Programmable Engines and the Future of Detection Systems
A pivotal part of the conversation revolves around the future trajectory of detection systems. Kamdu advocates for programmable engines that allow for real-time customization and granular control:
"I see this being the Future of real time detection engines because more and more you see the need to be nimble and to rapidly adapt."
[19:05]
This paradigm shift moves away from static, one-size-fits-all models towards dynamic systems that can swiftly respond to evolving threats, enhancing both security and operational efficiency.
API vs. MTA-Based Deployments
The discussion transitions to the technical aspects of deploying Sublime Security's solutions, comparing API-based and Mail Transfer Agent (MTA)-based approaches.
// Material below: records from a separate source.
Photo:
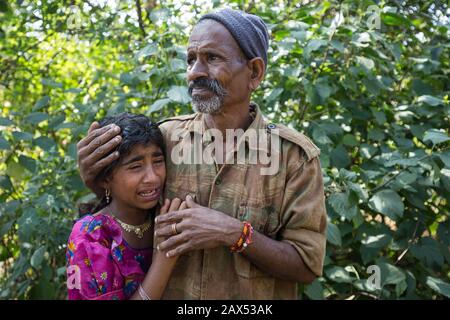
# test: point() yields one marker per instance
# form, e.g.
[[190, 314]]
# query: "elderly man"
[[245, 235]]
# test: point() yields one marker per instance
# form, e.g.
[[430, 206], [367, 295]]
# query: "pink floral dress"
[[100, 264]]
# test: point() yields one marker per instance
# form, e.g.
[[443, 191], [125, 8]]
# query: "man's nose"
[[198, 70]]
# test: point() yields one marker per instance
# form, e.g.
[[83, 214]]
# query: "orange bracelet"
[[245, 238]]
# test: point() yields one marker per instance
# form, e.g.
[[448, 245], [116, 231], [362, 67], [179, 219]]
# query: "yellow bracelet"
[[142, 293]]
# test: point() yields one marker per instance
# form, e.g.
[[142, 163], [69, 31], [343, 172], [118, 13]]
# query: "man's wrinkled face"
[[217, 69]]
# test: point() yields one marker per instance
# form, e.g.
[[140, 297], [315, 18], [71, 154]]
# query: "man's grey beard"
[[207, 105], [211, 105]]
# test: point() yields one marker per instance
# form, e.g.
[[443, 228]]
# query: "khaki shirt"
[[287, 206]]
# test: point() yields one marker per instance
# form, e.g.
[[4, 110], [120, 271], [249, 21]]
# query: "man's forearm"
[[280, 259]]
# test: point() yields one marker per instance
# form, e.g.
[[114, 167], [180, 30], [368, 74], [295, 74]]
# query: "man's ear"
[[104, 184], [257, 70]]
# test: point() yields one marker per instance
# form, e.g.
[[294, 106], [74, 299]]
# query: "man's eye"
[[213, 57], [190, 61]]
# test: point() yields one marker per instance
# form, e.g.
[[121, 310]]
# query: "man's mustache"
[[209, 84]]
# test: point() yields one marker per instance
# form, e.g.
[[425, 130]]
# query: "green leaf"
[[315, 290], [158, 105], [366, 62], [41, 103], [350, 140], [378, 241], [391, 274], [36, 117], [339, 157], [339, 275], [333, 234], [4, 145], [20, 136], [445, 157], [436, 136], [430, 100], [27, 163], [179, 94], [38, 257], [5, 228], [439, 286], [387, 202], [314, 45], [427, 250], [5, 183], [394, 19], [5, 122], [44, 143], [51, 83], [341, 203], [148, 50]]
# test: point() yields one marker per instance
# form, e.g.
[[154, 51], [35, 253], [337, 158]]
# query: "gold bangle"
[[142, 293]]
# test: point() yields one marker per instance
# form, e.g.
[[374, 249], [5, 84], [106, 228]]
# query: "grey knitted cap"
[[249, 31]]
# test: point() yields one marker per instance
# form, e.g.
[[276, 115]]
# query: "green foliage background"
[[375, 99]]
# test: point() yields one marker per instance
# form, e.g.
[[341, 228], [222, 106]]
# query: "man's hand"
[[198, 227], [94, 152]]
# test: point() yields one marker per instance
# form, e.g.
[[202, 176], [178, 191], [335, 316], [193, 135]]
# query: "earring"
[[107, 193]]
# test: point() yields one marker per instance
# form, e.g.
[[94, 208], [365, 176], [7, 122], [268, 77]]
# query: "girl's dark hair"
[[135, 129]]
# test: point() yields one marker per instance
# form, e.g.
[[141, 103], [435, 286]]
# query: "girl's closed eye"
[[135, 166]]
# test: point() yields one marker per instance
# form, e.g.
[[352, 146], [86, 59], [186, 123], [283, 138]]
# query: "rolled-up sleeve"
[[304, 216]]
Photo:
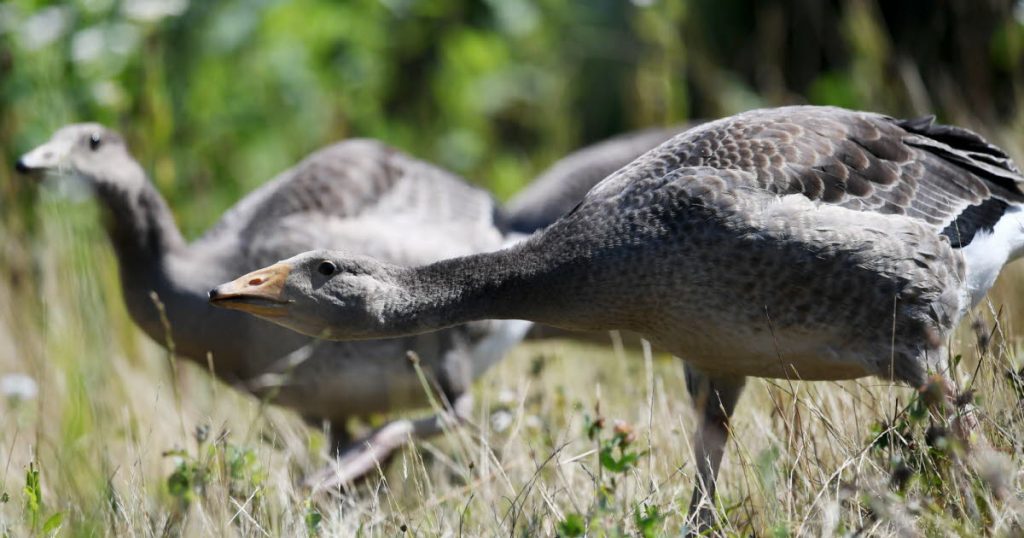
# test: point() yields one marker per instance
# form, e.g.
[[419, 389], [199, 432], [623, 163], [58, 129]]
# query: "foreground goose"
[[812, 243], [356, 195], [562, 185]]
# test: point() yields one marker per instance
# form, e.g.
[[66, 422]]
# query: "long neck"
[[520, 283], [140, 224]]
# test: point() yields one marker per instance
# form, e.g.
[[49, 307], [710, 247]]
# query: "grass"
[[567, 439]]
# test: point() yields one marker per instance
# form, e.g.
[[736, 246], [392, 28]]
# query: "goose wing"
[[365, 197], [948, 177]]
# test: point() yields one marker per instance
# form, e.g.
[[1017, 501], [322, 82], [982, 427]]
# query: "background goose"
[[357, 195], [804, 242]]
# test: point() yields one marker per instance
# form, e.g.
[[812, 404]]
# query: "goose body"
[[805, 242], [562, 185], [357, 195]]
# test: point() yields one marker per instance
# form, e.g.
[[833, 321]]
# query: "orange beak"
[[259, 292]]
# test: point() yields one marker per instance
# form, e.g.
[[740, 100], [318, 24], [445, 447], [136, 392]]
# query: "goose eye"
[[327, 269]]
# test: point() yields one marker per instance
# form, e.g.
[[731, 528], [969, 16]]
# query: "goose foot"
[[374, 451], [714, 399]]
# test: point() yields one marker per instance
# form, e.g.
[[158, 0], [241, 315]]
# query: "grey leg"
[[714, 400], [363, 456]]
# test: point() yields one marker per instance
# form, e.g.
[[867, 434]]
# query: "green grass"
[[108, 447]]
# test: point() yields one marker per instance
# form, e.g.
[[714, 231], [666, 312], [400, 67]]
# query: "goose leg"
[[714, 399], [364, 456]]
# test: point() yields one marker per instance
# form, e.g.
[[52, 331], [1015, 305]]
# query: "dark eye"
[[327, 269]]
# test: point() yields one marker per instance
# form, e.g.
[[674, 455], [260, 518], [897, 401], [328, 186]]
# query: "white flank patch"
[[493, 347], [989, 251]]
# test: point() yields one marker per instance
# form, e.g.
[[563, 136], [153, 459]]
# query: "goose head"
[[318, 293], [86, 151]]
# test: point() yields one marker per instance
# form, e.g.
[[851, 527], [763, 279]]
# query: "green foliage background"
[[217, 96]]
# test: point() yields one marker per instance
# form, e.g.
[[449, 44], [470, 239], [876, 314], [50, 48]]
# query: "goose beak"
[[260, 292], [46, 157]]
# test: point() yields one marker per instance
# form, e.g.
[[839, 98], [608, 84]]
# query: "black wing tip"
[[955, 137]]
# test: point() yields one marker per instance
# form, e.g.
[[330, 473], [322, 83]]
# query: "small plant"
[[616, 455], [312, 519], [221, 462], [34, 502]]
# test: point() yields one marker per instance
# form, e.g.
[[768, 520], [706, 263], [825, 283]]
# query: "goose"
[[804, 242], [563, 184], [358, 195]]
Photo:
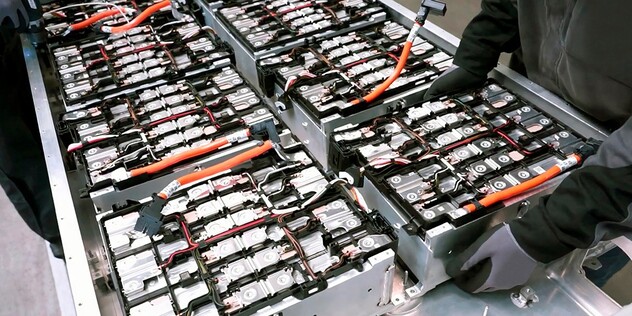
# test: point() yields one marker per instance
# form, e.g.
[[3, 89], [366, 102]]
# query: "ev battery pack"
[[430, 159], [144, 127], [99, 68], [228, 246], [259, 29], [315, 83]]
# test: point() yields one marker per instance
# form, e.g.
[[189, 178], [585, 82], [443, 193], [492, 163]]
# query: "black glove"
[[16, 14], [452, 80], [495, 261]]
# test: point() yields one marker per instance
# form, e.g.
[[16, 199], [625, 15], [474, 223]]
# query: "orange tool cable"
[[401, 63], [137, 20], [527, 185]]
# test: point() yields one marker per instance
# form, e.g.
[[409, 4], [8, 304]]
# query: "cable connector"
[[589, 148], [119, 174], [238, 137], [150, 218], [430, 6], [266, 127]]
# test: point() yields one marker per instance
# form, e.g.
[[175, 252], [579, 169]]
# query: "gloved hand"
[[452, 80], [16, 13], [495, 261]]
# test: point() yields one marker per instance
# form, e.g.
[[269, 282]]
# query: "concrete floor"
[[31, 285], [28, 283]]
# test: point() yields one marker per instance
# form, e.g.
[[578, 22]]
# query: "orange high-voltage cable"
[[96, 18], [150, 218], [427, 7], [137, 20], [192, 153], [508, 193]]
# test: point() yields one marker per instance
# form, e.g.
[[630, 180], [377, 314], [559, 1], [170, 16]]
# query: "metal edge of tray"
[[84, 295]]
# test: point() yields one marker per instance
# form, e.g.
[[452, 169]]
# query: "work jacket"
[[580, 50]]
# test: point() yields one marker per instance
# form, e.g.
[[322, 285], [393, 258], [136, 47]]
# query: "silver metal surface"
[[351, 293], [245, 59], [315, 132], [447, 299], [562, 289], [85, 301], [105, 198]]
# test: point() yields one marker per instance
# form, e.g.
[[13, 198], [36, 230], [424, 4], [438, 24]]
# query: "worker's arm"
[[592, 204], [493, 31]]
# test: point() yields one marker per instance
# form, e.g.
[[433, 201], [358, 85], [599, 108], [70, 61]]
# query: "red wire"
[[307, 5], [192, 246], [513, 143], [105, 56], [172, 117], [393, 56], [212, 117], [238, 229]]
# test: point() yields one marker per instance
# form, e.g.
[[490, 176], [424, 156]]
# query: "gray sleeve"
[[592, 204]]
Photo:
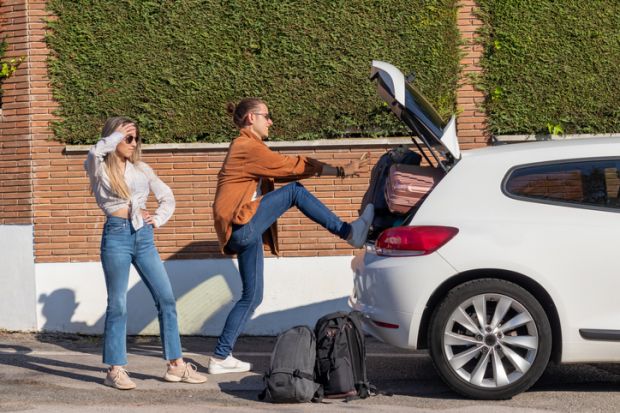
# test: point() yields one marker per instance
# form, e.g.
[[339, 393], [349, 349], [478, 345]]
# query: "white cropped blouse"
[[140, 179]]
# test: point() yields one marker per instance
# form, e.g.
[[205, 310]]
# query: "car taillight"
[[408, 241]]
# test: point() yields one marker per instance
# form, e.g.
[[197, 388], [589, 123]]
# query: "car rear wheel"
[[490, 339]]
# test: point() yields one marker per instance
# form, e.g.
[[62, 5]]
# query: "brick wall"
[[471, 121], [44, 184], [15, 138]]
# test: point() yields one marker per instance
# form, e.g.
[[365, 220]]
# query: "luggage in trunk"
[[408, 185]]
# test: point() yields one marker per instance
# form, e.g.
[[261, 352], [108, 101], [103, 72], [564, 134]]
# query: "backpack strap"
[[294, 373]]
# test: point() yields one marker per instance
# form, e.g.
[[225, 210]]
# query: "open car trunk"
[[433, 139]]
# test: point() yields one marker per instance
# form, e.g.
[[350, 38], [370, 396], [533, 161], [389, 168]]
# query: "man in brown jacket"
[[246, 208]]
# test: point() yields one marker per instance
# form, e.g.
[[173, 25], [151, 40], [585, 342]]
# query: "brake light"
[[411, 241]]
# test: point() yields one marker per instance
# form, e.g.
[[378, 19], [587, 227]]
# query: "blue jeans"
[[246, 241], [121, 246]]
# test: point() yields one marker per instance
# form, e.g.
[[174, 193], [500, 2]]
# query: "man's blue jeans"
[[246, 241], [122, 246]]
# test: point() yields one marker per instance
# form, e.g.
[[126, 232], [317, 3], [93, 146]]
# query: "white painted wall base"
[[71, 297], [17, 292]]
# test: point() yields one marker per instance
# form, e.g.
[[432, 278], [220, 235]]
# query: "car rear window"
[[593, 183]]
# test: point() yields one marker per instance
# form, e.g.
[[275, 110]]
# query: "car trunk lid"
[[413, 109]]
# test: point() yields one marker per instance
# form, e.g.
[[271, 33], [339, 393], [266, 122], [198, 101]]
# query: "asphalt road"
[[63, 373]]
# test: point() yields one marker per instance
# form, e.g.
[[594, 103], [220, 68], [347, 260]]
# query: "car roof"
[[549, 150]]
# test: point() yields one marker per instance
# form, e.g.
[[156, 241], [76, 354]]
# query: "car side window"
[[594, 183]]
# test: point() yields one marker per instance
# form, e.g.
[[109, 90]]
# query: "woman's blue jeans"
[[121, 246], [247, 241]]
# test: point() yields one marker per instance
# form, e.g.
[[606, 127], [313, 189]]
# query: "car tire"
[[490, 339]]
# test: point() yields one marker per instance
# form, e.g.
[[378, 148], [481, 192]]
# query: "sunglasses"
[[267, 115], [129, 139]]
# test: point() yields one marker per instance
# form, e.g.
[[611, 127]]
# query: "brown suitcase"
[[407, 185]]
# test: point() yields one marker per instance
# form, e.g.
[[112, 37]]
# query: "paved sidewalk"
[[64, 373]]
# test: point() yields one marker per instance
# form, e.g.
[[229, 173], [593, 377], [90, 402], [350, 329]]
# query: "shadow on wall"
[[205, 293]]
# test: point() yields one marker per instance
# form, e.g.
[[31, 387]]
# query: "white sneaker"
[[360, 227], [228, 365]]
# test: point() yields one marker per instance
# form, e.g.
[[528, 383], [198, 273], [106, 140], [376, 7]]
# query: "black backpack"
[[290, 378], [341, 356]]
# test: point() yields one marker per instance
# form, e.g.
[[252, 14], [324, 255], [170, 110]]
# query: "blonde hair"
[[113, 162], [240, 111]]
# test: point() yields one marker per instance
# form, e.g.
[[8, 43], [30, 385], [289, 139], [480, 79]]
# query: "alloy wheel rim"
[[490, 340]]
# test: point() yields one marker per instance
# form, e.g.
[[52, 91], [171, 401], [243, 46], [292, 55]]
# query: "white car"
[[508, 263]]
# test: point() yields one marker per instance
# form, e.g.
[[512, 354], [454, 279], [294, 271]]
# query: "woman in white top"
[[121, 184]]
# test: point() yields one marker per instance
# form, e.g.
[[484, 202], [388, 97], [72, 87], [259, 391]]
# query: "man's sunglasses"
[[129, 139], [265, 115]]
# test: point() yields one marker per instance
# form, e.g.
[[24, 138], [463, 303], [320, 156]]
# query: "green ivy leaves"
[[173, 65]]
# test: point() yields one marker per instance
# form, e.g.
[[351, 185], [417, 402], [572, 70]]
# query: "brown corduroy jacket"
[[248, 160]]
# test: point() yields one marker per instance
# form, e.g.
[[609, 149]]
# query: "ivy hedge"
[[173, 65], [7, 67], [551, 65]]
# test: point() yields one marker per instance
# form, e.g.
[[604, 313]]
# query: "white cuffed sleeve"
[[163, 194]]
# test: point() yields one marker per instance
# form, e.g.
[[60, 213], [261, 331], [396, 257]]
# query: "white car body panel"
[[569, 251]]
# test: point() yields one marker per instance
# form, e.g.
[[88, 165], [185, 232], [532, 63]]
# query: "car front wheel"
[[490, 339]]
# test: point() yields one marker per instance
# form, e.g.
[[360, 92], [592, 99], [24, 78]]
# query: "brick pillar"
[[15, 141], [471, 122]]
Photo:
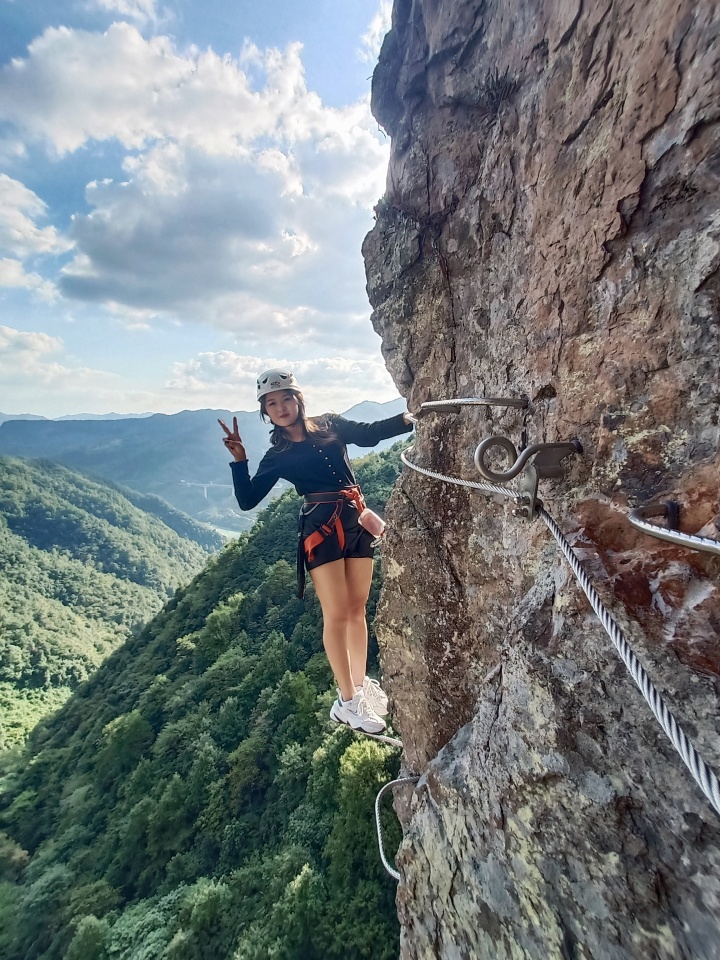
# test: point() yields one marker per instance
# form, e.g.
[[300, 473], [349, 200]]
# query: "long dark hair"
[[318, 429]]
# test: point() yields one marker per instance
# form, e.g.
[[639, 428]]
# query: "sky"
[[184, 190]]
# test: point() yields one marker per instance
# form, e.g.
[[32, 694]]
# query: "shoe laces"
[[364, 708]]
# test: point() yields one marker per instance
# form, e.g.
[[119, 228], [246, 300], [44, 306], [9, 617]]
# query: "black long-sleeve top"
[[313, 467]]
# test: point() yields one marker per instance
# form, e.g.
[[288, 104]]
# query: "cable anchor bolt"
[[547, 464]]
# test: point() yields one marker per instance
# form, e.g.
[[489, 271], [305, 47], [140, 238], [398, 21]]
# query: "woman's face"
[[282, 407]]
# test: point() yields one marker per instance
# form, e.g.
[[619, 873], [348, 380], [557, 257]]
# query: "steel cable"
[[706, 544], [702, 773], [490, 488], [388, 786], [704, 776]]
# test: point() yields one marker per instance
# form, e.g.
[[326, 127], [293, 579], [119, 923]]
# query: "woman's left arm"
[[368, 434]]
Kamdu explains the benefits and limitations of each:
"If you're purely API based, it's post delivery... there is a window."
[32:11]
He elaborates on how combining both methods can overcome inherent limitations, such as processing time constraints and message modification capabilities, to provide comprehensive protection without disrupting business communications.
Conclusion
In wrapping up, the conversation reinforces the critical need for adaptable, programmable email security solutions in today's complex threat landscape. Sublime Security's innovative approach addresses the persistent shortcomings of black box models, offering a more efficient, customizable, and resilient defense mechanism against sophisticated email-based attacks.
"It's all about efficiency 100%. Right. And security teams are already so overtaxed and under resourced and so you can't create more work for them."
[30:38]
This episode underscores the imperative for continuous evolution in email security strategies, advocating for systems that empower security teams to effectively manage and mitigate risks in an ever-changing digital environment.
Notable Quotes
"The black box nature of the solution space was kind of the fundamental problem because it was too slow to adapt, it wasn't tailored enough for each individual organization."
— Josh Kamdu, 04:17
"The programmable nature of our detection engine... enables you to solve these pain points that we couldn't before."
— Josh Kamdu, 07:20
"Adversaries are leveraging generative AI to do this sophisticated recon and targeting, but at massive scale."
— Josh Kamdu, 15:16
"I see this being the Future of real time detection engines because more and more you see the need to be nimble and to rapidly adapt."
— Josh Kamdu, 19:05
"It's all about efficiency 100%. Right. And security teams are already so overtaxed and under resourced and so you can't create more work for them."
— Patrick Gray, 30:38
This comprehensive summary encapsulates the essence of the episode, providing listeners with an insightful overview of the critical discussions surrounding the obsolescence of black box email security and the emergence of programmable, adaptive solutions in the cybersecurity landscape.